Existem vidas por trás dos sonhos. A criança que quer ser médica vai à escola e tem pais, o menino que sonha em ser jogador de futebol e que brinca com os amigos e tem planos para o fim de semana, o homem que luta boxe tem uma filha para sustentar. O olhar neorrealista de o Mirador (Brasil, 2022 – Olhar Distribuição) é a lembrança de que entre rostos na multidão existem diversas histórias para serem contadas.

Maycon (Edilson Silva) trabalha em subempregos para bancar seu sonho de lutar boxe. Ele também é pai da menina Malu (Maria Luiza da Costa). Quando a mãe da criança vai embora, não tem escolha a não ser criar a filha sozinha. Maycon já era pai, mas é nesse momento que descobre a paternidade. 

Enquanto a maternidade é uma obrigação, pais escolhem quando entram em cena. O personagem principal de Mirador calça os sapatos maternos com dificuldade, a comida, o leite, a ida ao médico, o choro, tudo é um mundo. Bruno Costa, o diretor, trata a vida cotidiana de forma crua e natural. Maycon não se torna um mártir e sua vida não vira um melodrama. É um caso de estudo, um fragmento de realidade. 

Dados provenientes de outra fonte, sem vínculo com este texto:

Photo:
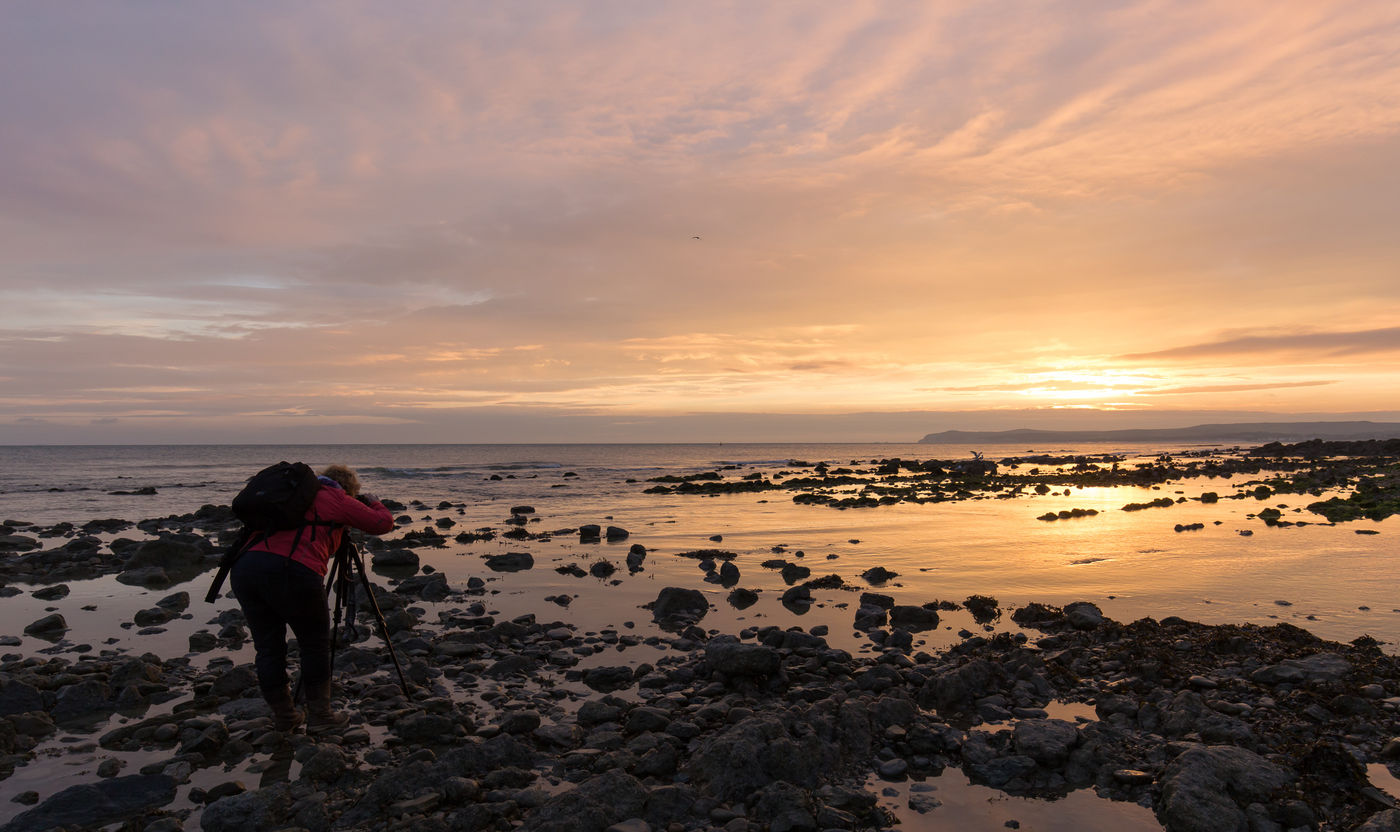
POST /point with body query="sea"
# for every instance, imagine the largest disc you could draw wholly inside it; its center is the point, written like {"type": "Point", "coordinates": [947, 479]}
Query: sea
{"type": "Point", "coordinates": [1231, 569]}
{"type": "Point", "coordinates": [1330, 580]}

Histórias de luta não servem para virar exemplo, mas, sim, aviso. A de Maycon é um aviso. Costa conduz o filme de maneira a gerar um sentimento de cautela em quem assiste. O que vai acontecer agora? Ao contrário de grandes dramas hollywoodianos, aqui não existem percalços dramáticos e vilões sem coração – a vida é apática, difícil e real. Edilson Silva é um grande ator que entrega uma interpretação contida e sincera. O Maycon é uma pessoa que existe em todas as cidades de nosso país, não é alguém complexo ou misterioso. É apenas um brasileiro. 

Rodado em Curitiba, Mirador não é um filme sobre heroísmo, é sobre vida e dignidade. Sobre um homem que sonha em lutar e precisa colocar comida na mesa, que enfrenta burocracias, invisibilidade, luto e menosprezo. É mais uma história que não sabemos que existe, mas existe apesar de nosso conhecimento.